Osthole Inhibits Proliferation and Induces Catabolism in Rat Chondrocytes and Cartilage Tissue

Background/Aims: Cartilage destruction is thought to be the major mediator of osteoarthritis. Recent studies suggest that inhibition of subchrondral bone loss by anti-osteoporosis (OP) drug can protect cartilige erosion. Osthole, as a promising agent for treating osteoporosis, may show potential in treating osteoarthritis. The purpose of this study was to investigate whether Osthole affects the proliferation and catabolism of rat chondrocytes, and the degeneration of cartilage explants. Methods: Rat chondrocytes were treated with Osthole (0 μM, 6.25 μM, 12.5 μM, and 25 μM) with or without IL1-β (10ng/ml) for 24 hours. The expression levels of type II collagen and MMP13 were detected by western Blot. Marker genes for chondrocytes (A-can and Sox9), matrix metalloproteinases (MMPs), aggrecanases (ADAMTS5) and genes implicated in extracellular matrix catabolism were evaluated by qPCR. Cell proliferation was assessed by measuring proliferating cell nuclear antigen (PCNA) expression and fluorescence activated cell sorter. Wnt7b/β-catenin signaling was also investigated.

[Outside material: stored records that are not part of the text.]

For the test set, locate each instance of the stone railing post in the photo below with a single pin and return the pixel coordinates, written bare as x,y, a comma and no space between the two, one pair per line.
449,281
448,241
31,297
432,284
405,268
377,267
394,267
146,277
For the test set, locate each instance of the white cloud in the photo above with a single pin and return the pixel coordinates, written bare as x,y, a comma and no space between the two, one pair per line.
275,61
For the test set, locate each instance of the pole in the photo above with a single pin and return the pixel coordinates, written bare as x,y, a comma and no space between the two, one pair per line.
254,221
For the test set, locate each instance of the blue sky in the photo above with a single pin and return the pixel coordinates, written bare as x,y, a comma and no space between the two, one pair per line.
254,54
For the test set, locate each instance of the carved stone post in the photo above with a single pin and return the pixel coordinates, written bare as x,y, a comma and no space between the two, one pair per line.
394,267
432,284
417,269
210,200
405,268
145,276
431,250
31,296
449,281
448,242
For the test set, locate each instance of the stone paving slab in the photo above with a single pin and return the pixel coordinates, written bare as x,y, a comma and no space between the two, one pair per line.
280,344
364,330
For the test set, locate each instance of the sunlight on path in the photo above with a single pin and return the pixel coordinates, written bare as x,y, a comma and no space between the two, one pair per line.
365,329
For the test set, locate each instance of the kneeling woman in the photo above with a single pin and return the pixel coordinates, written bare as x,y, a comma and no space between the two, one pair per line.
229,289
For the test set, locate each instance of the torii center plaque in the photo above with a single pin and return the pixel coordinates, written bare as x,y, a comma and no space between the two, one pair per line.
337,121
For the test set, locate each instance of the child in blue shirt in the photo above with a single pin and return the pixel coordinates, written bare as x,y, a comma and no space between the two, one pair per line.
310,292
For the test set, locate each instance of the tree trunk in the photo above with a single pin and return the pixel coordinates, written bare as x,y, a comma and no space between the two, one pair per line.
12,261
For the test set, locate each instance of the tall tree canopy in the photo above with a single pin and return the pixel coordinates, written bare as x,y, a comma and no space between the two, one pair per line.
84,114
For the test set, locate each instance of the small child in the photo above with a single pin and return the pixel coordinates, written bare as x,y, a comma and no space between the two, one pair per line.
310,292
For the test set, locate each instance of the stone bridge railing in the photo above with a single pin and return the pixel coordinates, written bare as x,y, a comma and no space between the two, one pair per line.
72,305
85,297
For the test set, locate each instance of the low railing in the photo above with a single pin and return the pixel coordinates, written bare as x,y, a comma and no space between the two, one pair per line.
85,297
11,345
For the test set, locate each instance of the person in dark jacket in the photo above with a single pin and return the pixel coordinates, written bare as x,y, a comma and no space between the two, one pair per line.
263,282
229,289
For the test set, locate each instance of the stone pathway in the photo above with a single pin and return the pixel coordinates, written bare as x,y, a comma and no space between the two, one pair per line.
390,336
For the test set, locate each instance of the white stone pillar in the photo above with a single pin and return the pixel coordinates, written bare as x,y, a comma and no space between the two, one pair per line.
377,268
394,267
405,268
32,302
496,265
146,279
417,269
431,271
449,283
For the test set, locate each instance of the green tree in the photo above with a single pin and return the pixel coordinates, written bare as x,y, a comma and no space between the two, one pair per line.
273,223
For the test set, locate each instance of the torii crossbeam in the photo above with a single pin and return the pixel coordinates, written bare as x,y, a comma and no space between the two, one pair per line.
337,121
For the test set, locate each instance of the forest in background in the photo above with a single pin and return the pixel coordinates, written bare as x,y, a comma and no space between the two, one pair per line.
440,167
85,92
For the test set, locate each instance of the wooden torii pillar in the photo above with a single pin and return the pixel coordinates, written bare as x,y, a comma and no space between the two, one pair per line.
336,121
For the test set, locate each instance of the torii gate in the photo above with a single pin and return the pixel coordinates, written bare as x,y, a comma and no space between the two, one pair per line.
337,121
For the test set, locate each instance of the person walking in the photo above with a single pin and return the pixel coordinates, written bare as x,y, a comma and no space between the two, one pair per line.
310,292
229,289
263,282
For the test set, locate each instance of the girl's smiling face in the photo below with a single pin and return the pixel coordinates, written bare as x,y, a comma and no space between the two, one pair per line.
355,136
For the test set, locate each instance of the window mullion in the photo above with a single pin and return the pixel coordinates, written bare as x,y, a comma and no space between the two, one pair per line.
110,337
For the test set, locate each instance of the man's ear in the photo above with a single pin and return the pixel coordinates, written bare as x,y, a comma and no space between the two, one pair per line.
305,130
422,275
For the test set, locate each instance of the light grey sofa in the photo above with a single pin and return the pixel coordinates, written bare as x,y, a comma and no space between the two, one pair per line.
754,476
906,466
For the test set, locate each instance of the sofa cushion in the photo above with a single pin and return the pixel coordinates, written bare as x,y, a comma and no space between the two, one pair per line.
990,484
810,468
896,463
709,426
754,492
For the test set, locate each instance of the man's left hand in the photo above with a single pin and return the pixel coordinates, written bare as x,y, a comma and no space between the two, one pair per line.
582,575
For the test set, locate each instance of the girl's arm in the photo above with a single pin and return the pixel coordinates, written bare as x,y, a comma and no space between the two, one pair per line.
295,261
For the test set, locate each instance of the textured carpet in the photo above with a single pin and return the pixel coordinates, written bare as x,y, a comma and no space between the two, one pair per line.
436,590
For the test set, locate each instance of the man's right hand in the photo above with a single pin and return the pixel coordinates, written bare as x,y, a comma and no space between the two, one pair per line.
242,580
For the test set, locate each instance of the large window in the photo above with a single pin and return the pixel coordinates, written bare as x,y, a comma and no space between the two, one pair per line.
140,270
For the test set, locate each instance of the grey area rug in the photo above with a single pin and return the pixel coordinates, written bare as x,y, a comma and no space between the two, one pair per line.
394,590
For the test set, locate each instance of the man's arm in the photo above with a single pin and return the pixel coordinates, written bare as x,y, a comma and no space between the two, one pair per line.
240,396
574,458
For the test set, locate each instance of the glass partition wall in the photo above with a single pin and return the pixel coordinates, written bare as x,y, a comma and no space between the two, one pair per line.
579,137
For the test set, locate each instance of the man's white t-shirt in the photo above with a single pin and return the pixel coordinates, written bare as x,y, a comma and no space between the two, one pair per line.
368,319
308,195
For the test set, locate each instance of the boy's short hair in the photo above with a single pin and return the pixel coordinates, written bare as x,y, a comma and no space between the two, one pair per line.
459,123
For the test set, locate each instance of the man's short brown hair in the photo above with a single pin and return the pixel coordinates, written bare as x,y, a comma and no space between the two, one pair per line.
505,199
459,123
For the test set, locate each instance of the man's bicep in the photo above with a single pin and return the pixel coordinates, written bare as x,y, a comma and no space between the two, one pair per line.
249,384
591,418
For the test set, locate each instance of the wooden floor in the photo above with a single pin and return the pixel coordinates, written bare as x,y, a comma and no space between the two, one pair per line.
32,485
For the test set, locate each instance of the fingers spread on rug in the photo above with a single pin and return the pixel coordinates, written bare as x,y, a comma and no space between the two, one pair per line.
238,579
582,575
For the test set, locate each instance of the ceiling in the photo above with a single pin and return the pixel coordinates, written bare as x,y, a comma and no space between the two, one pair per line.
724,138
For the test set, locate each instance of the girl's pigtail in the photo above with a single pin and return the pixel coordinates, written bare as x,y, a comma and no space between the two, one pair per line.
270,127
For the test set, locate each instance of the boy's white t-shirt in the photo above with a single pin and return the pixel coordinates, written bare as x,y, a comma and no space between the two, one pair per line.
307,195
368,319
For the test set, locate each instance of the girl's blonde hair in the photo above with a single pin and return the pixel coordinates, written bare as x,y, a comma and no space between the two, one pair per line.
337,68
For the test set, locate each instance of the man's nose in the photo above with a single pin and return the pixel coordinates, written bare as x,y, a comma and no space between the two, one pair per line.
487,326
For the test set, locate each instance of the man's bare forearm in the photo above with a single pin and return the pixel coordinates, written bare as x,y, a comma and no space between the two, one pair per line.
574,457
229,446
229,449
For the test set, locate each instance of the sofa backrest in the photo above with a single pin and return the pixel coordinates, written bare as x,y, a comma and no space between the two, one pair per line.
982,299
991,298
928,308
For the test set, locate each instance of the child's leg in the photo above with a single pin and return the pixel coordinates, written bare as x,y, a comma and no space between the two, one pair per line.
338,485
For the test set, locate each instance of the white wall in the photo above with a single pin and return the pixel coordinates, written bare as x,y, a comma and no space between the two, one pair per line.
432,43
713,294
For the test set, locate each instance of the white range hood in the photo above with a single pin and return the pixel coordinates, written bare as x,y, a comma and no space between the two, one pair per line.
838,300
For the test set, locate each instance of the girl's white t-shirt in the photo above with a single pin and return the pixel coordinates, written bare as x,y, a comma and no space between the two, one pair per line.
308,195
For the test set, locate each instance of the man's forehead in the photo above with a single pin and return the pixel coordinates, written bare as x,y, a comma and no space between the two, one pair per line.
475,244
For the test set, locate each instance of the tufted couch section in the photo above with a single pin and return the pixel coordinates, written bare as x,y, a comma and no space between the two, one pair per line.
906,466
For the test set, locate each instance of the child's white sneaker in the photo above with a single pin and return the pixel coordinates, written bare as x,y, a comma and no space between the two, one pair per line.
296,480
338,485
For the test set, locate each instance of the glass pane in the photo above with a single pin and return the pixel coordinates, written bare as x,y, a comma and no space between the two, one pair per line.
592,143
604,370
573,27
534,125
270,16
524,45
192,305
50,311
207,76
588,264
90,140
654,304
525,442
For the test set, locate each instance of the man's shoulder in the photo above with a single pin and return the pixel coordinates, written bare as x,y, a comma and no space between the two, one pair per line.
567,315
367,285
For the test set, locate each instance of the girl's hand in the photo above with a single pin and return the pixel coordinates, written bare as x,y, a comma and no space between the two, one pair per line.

Cartilage explants from two-week old SD rats were cultured with IL-1β, Osthole and Osthole plus IL-1β for four days and glycosaminoglycan (GAG) synthesis was assessed with toluidine blue staining and Safranine O/Fast Green FCF staining, collagen type II expression was detected by immunofuorescence. Results: Osthole reduced expression of chondrocyte markers and increased expression of MMP13, ADAMTS5 and MMP9 in a dose-dependent manner. Catabolic gene expression levels were further improved by Osthole plus IL-1β. Osthole inhibited chondrocyte proliferation. GAG synthesis and type II collagen were decreased in both the IL-1β groups and the Osthole groups, and significantly reduced by Osthole plus IL-1β. Conclusions: Our data suggested that Osthole increases the catabolism of rat chondrocytes and cartilage explants, this effect might be mediated through inhibiting Wnt7b/β-catenin pathway.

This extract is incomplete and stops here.